I don't know, three natives from the UK ok-ed it here at work, maybe it's a UK-US think? It's used when the kid is too young to use scissors, so he grabs this and presses it against a mat over a paper and "cuts" this way.

Moderator's note
Links to youtube and similar are not allowed unless they have prior authorization.
Bevj

We thought of puch stylo and others...

I have to say I was shocked at reading ojete. In this side of the Atlantic I'm afraid that refers to just the one hole... ;-)
Thanks a lot!


----------



## englishfreak

Sorry about the link, I thought as long as it had a capture or something it was fine, I have to reread the rules,  sorry! just youtube "punzón infantil" and check videos with kids doing arts and crafts in case you are interested.


----------



## donbill

englishfreak said:


> I have to say I was shocked at reading ojete.
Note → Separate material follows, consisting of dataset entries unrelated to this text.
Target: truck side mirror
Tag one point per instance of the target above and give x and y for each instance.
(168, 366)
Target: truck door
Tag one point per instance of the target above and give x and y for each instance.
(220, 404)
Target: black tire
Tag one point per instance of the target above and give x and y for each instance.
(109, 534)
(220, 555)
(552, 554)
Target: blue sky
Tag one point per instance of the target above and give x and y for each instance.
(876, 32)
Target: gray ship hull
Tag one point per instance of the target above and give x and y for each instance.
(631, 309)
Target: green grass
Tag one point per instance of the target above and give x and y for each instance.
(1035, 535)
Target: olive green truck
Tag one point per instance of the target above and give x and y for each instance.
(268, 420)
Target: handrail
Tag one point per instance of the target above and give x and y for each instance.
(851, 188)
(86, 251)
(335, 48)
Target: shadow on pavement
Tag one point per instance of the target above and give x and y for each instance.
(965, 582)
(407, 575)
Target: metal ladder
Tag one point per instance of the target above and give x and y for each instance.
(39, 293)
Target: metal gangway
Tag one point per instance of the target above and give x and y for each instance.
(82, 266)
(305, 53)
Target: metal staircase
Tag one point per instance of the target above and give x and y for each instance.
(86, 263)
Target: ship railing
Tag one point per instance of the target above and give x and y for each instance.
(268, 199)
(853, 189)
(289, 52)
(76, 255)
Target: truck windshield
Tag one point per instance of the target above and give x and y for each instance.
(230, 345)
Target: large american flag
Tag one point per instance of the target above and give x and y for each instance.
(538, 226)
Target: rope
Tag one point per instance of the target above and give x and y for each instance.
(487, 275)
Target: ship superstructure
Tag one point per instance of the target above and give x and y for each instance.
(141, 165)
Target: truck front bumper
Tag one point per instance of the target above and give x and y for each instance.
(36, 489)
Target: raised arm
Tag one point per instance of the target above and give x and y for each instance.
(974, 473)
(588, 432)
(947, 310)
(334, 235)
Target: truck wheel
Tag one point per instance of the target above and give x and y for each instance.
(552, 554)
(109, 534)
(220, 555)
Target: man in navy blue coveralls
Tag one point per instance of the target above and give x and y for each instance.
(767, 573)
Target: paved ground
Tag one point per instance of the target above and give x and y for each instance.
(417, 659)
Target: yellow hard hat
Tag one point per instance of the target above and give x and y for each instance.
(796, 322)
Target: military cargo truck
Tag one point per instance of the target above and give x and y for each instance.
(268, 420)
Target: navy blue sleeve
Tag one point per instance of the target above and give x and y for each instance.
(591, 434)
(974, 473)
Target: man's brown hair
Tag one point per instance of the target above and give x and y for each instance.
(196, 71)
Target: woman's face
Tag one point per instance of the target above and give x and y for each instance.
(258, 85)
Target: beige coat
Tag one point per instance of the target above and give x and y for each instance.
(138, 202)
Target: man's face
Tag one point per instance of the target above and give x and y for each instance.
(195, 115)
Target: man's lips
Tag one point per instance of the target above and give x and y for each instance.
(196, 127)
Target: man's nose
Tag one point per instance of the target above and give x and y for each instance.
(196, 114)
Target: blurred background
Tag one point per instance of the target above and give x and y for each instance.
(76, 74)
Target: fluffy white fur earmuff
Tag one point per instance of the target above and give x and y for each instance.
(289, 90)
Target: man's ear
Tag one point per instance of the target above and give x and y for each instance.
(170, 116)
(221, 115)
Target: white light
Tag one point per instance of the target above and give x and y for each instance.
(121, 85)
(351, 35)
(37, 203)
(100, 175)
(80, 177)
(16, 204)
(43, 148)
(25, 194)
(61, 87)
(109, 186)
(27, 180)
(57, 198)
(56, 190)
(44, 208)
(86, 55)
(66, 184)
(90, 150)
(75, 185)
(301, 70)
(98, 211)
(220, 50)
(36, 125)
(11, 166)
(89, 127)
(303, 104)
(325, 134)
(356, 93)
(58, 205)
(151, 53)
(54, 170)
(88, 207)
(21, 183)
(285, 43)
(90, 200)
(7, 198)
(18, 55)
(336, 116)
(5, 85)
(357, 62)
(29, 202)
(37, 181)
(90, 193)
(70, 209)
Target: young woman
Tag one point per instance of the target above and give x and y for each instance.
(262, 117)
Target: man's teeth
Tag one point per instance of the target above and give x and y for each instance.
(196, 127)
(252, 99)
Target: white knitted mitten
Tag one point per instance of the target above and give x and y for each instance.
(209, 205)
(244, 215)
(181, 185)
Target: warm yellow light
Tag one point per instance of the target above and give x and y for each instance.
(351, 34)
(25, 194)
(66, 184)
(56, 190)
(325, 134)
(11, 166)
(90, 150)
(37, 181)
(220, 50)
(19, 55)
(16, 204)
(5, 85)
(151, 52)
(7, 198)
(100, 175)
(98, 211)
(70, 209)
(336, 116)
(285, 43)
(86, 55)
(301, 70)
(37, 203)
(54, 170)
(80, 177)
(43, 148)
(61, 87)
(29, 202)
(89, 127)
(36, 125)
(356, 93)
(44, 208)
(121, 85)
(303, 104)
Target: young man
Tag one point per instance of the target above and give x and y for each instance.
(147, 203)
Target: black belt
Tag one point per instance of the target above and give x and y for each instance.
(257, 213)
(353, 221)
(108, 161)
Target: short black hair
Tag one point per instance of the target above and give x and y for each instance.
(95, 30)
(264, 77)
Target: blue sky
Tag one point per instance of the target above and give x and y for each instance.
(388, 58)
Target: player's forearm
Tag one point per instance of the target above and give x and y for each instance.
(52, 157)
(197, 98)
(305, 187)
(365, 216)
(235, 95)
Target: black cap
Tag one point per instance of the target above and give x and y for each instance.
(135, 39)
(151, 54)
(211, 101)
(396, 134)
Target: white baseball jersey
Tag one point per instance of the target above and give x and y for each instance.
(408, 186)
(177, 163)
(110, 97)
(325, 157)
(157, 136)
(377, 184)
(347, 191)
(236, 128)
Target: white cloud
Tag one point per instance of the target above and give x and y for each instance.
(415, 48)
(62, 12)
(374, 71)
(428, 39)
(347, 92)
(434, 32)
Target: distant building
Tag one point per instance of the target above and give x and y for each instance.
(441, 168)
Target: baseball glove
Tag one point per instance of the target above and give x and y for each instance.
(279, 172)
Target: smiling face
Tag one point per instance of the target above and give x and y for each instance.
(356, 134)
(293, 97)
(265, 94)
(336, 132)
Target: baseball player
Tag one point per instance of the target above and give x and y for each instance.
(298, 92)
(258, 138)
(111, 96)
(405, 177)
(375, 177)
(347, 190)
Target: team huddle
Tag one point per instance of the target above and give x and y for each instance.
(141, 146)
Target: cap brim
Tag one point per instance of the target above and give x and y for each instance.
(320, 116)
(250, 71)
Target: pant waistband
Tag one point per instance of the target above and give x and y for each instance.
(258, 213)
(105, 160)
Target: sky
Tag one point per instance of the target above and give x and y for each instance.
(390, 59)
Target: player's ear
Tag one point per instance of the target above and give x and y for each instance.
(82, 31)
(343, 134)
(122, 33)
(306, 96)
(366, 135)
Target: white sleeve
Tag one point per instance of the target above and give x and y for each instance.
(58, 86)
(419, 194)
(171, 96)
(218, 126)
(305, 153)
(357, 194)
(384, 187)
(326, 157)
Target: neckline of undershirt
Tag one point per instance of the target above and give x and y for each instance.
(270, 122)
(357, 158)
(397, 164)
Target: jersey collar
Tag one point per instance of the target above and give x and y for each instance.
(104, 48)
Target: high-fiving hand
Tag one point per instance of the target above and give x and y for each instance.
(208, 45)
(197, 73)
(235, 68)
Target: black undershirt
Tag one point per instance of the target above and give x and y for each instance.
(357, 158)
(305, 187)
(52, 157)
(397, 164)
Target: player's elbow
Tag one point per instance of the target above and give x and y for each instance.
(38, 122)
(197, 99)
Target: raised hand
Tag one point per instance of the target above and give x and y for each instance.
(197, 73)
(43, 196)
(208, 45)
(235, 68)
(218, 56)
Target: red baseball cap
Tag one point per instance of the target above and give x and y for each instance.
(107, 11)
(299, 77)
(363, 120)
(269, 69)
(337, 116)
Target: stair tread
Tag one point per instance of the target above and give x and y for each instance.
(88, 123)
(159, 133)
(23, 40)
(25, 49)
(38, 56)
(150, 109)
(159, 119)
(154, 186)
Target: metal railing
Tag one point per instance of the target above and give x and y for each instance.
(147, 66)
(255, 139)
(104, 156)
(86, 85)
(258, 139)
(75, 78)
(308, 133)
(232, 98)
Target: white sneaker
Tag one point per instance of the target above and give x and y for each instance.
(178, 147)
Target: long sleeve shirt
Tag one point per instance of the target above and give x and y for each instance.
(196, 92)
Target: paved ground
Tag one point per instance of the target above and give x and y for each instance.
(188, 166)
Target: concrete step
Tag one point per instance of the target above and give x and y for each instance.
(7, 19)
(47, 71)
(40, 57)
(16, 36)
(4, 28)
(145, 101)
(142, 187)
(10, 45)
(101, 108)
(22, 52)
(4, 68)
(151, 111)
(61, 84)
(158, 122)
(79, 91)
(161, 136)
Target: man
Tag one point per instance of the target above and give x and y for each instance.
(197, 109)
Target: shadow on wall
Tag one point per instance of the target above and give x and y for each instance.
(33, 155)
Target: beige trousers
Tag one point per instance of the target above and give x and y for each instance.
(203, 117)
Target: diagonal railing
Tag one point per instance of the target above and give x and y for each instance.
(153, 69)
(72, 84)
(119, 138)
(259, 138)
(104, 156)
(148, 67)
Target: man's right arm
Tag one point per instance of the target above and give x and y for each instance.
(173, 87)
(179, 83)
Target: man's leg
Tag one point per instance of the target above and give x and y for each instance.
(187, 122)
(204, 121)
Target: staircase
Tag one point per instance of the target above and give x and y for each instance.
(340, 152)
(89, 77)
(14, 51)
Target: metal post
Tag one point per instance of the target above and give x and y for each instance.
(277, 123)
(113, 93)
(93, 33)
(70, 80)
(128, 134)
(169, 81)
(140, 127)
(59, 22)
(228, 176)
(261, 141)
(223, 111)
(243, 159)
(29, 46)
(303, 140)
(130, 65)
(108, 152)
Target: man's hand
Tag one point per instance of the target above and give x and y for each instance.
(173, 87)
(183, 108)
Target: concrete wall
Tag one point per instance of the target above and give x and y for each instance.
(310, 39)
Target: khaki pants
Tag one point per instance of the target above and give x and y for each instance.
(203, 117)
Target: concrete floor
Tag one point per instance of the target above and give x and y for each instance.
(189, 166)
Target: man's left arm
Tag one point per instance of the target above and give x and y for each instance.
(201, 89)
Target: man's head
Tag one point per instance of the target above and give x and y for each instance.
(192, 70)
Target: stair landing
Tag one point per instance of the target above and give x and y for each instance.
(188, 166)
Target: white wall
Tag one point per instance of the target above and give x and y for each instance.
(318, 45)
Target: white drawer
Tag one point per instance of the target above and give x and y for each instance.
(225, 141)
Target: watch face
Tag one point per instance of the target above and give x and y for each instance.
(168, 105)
In this side of the Atlantic I'm afraid that refers to just the one hole... ;-)
> Thanks a lot!



It can mean the same thing here!


----------



## oceansounds

The term for _punzón _in English is "punch-out pin" or "pin puncher". This tool is normally used by preschoolers or elementary school students in Montessori schools.

The activity is called pin punching or pin punch work, e.g. "my daughter is punching out shapes/letters with a pin puncher".


----------